Another bird of prey in danger of extinction in Israel is the golden eagle—a big, strong bird with claws you don’t want to mess with. Only five to eight pairs remain, compared to the 35 to 45 pairs that were spotted in the country back in the 1980s.
“The condition of birds of prey in Israel is very bad,” says Perlman. “First of all, their populations are declining because of the decline in their habitat and its destruction. That means that they have less space, less food and they just disappear. Then there are more direct causes of death, such as electrocution, power lines, wind turbines, shooting and more.”
The houbara bustard is an endangered desert species that can be spotted by its distinct footprints. The population of houbara bustards in Israel stands at around 400. Houbaras are a flagship species, meaning it was chosen as a symbol for the state of all the plants and animals in its ecosystem. The birds are in danger due to mankind’s expanding activities in their natural habitat—from the building of new towns to the expansion of agricultural and solar fields.
Like the houbara, the sandgrouse are ground-dwelling birds that reside in the flatter areas of the desert in Israel’s south.

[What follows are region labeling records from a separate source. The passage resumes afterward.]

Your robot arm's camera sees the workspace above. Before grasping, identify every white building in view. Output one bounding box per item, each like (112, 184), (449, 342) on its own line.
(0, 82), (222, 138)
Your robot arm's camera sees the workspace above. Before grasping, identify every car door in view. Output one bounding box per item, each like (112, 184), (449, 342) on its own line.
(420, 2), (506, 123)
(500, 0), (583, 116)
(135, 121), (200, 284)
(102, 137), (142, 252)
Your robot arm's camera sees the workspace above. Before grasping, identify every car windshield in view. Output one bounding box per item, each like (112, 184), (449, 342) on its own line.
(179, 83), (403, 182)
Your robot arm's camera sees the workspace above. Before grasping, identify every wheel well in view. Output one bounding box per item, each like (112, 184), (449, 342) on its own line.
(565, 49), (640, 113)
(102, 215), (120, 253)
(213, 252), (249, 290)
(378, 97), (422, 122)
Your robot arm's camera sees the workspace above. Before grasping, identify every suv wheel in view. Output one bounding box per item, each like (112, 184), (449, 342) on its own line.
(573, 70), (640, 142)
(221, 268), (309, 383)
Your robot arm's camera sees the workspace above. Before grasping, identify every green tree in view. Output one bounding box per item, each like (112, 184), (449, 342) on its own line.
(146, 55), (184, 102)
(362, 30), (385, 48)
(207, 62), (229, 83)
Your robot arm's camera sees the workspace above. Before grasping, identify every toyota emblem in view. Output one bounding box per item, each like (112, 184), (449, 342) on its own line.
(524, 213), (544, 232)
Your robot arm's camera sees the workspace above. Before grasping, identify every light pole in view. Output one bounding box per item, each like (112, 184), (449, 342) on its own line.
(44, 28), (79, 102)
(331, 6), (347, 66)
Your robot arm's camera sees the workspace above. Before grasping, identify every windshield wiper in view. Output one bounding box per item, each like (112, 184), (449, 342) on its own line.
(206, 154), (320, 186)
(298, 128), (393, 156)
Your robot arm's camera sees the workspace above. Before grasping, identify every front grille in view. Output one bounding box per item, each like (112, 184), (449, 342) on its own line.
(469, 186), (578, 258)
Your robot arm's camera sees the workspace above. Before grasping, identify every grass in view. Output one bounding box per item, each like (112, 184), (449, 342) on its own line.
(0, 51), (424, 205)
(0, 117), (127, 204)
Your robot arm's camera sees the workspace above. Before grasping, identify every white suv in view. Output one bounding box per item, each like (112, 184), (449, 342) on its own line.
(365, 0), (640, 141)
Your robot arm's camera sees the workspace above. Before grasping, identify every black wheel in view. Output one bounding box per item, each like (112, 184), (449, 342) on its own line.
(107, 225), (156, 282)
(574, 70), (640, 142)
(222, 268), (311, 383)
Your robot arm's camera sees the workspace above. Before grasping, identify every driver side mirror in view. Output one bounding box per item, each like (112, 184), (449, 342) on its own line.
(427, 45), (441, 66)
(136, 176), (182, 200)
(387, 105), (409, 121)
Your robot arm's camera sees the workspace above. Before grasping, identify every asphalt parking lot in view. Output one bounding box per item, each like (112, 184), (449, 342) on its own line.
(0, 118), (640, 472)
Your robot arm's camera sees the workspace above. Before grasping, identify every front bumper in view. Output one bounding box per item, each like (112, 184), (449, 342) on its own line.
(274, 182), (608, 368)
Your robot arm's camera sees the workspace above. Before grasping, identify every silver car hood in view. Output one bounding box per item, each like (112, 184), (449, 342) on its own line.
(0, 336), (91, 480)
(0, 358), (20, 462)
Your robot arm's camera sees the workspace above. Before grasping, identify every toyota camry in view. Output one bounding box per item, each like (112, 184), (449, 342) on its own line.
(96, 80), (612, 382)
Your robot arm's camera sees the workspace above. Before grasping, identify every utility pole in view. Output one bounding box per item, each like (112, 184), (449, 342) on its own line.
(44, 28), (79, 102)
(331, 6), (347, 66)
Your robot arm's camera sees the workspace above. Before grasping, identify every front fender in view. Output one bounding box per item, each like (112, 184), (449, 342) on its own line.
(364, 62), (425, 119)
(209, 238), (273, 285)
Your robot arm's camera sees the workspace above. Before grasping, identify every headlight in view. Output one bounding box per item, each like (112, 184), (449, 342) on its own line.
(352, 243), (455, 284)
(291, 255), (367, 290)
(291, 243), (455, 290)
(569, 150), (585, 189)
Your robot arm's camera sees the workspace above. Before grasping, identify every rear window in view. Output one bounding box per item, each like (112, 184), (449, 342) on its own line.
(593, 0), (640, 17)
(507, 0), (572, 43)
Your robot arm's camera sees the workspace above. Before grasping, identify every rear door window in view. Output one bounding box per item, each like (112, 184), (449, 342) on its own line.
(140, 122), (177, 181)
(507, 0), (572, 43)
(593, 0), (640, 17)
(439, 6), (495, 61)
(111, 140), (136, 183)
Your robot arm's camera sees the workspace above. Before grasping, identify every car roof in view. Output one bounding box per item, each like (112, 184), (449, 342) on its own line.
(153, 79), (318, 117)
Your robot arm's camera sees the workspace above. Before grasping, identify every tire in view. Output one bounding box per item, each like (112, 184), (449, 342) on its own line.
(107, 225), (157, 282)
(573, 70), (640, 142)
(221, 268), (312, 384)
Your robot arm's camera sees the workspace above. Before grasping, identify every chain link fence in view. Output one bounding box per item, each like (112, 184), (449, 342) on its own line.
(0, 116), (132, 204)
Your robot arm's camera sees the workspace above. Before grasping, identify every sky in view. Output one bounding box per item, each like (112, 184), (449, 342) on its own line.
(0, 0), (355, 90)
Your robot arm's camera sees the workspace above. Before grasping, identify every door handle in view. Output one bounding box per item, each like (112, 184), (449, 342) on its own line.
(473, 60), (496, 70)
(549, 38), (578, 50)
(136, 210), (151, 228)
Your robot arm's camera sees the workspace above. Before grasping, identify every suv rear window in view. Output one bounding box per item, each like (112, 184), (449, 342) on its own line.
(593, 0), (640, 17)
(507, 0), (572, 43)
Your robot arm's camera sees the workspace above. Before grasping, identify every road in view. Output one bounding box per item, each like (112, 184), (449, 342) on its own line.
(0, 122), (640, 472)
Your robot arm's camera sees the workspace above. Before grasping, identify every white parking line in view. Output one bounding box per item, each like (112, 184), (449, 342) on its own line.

They are medium-sized and long-tailed and can be spotted from the ground by their white abdomens. There are a few hundred pairs of nesting sandgrouse in Israel. They are threatened by the expansion of human activity in the desert, such as agricultural fields, military firing areas and forestation.

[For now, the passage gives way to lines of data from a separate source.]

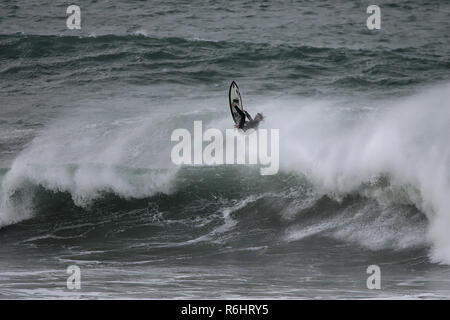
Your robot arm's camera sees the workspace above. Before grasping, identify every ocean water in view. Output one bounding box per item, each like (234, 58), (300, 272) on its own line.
(0, 0), (450, 299)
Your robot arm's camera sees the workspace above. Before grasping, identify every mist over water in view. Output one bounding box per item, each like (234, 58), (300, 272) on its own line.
(0, 1), (450, 298)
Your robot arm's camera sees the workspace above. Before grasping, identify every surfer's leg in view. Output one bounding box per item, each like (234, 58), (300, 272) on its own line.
(234, 106), (245, 129)
(238, 116), (245, 129)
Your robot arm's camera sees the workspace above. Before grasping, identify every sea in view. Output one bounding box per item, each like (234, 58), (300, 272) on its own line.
(0, 0), (450, 299)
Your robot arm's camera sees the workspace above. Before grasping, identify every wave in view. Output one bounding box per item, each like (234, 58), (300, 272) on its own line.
(0, 32), (449, 94)
(0, 84), (450, 263)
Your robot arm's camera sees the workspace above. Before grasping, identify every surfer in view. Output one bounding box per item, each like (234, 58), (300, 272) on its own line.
(233, 99), (264, 131)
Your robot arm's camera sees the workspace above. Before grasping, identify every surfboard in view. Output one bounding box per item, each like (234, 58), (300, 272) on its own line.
(228, 81), (244, 124)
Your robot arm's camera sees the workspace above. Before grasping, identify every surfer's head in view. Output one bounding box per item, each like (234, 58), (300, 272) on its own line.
(255, 112), (264, 121)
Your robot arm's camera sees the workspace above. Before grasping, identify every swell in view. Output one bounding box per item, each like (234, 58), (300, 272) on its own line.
(3, 166), (428, 255)
(0, 35), (450, 90)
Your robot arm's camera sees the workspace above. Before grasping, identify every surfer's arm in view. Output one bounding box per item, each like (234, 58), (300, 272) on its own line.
(234, 106), (245, 119)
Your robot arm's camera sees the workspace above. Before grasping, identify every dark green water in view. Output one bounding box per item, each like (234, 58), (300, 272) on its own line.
(0, 0), (450, 298)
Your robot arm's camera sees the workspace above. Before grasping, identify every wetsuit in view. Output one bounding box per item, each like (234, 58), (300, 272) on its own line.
(234, 106), (259, 131)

The black-eared wheatear is a small bird that summers in the forests of central and northern Israel and can be spotted by its distinctive black-and-white coloring (at least the males; female wheatears are a far plainer brown). Previously rather common in season, wheatears have been in rapid decline since the early 2000s and nowadays they are a rare sight. They sleep in ravines and under rocks, and as such are threatened by settlement expansion and human forestation efforts on the one hand and desertification on the other.
Asked what his favorite bird is, Perlman is hesitant to respond, because he truly loves them all. But he does have a special place in his heart for the Nubian nightjars that he researched. These are little nocturnal birds that live off flying bugs and whose males sound rather like barking dogs. They used to reside up and down Israel’s eastern border, but today are found in very small numbers, only near the Dead Sea.
“Their condition has improved in recent years but they’re still in danger of extinction. I’m very attached to them,” says Perlman.
“Generally speaking, these are birds that have learned how to get along in the agricultural space in Israel, or in its rural or urban spaces,” he notes.
“There are a number of very successful invading species, especially in the last two decades,” he adds. “Some of them have become very prominent, such as the myna birds and monk parakeets, which have become common in urban and rural areas.”
Mynas, for example, took off in Israel when they escaped their safari cages towards the end of the 1990s and began thriving on manmade trash and leftovers. They are very musical and can often be heard singing tunes across the country.
Like myna birds, monk parakeets are an invasive species that spread in Israel after escaping their safari cages and have since become a common sight in the country. The bright green creatures got their name from the shape of their head, which apparently resembles a monk’s headgear. Monk parakeets enjoy fruit and seeds, leading to concern among experts as to the damage they could cause to local agriculture.
Great tit birds can be easily spotted by their bright yellow abdomen and black-and-white face, as well as by their rich singing voice. The little birds were originally found along the coastline in Israel, but unlike rarer counterparts on this list, they have benefited from expanded human activity and have made their way further south following settlement expansion over the years. They build their nests in pipes, mailboxes and vases, as well as in trees.
Like the great tit, blackbirds also inhabit Israel’s forests and therefore are doing pretty well.
“The Mediterranean forest in Israel is in quite good condition and even flourishing, so birds that reside there are in good condition,” explains Perlman.
As their name suggests, blackbirds are indeed black (the males, that is; the females are a reddish-brown color) and boast a long, rounded tail that moves in tune with their song. Blackbirds eat insects and worms and as such spend a lot of time poking and sweeping the ground to find food.